Management has some tough decisions this off season around whether or not to keep Paul Maurice or to search for another coach. However, what ever route they go, what they do with the cap space has to be smart, but not conservative.

The coaching staff can make some quick adjustments that will make special teams instantly better. Patrik Laine currently has 34 goals. Put him in a better position to succeed and watch him score over 40 goals, maybe even in Laine’s second NHL season. Laine is that good and his talent should not be wasted.
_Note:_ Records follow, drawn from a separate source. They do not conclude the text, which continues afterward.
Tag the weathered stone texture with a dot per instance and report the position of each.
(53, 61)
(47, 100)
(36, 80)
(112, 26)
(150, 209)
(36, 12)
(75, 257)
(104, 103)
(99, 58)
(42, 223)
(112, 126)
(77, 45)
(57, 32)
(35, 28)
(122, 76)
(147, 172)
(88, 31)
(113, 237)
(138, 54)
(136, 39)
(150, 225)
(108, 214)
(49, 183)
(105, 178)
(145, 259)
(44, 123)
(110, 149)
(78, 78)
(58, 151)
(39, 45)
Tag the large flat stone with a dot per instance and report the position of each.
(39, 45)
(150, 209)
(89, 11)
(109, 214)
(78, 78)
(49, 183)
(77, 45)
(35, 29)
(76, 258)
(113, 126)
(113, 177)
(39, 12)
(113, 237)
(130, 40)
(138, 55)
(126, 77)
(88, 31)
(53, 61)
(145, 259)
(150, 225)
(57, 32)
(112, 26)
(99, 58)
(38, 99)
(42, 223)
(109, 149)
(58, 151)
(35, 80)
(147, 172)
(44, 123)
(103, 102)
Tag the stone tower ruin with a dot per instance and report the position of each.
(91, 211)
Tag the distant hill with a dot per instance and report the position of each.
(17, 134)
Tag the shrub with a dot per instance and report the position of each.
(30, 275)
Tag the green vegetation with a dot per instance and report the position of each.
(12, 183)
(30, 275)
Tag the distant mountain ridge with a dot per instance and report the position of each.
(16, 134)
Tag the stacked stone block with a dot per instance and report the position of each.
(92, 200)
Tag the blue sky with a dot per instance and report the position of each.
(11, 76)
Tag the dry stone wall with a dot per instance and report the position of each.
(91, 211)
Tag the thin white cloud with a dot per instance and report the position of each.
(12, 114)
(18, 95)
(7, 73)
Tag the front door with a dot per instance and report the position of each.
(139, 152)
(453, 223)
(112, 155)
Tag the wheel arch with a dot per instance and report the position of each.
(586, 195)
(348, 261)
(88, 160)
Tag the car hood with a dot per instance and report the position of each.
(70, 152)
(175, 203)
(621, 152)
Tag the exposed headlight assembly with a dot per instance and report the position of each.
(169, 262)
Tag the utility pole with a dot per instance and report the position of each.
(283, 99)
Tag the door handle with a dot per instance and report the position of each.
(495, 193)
The Jets should not aim to make a small step forward in the 2017-18 season, but a huge leap forward. Part of that will be spending money to bring in players, through free agency or trades, to allow the team succeed in 2017-18. The players deserve it and the fans are clamouring for it: The Jets need to be all in for the 2017-18 season.

  • Struggling_A_Lot

    The biggest issue with going all on is that UFAs want term and $$$. If the Jets try to go into a bidding war it will bite them in the rear in the future when they are trying to resign their younger players. My suggestion is a coaching change and gathering more AHL depth so that our players can actually develop and we have ok players to call up.

  • JN

    The Jets must make a coaching change or its the same BS next year. Maurice is a loser as a coach for the Jets.
    Are we supposed to get excited about a 4 game winning streak when the year was really over before it started? Where were they when it mattered? Get real Jets. The fans deserve better than a 4 game winning streak when the year was over and it doesn’t matter for anything.

  • FishWhiskey

    I agree with everything in this article. The problem is that the team needs a “talented” GM to achieve these routine tasks. When Chevy’s body of work over the last six years is looked at objectively it is hard not to conclude that his performance has been, at best, mediocre and an unmitigated failure if a single play off win is the standard of judgement. He has had six years of dithering about and ignoring the issues presented in this article. Why would anyone think he will suddenly spring into action and fix all the problems he has shirked for the last six years? The best predictor of future performance is past performance. All we need to do to figure out what the future holds for the Jets under Chevy and Maurice is to look at their records. Everything else is just smoke screen.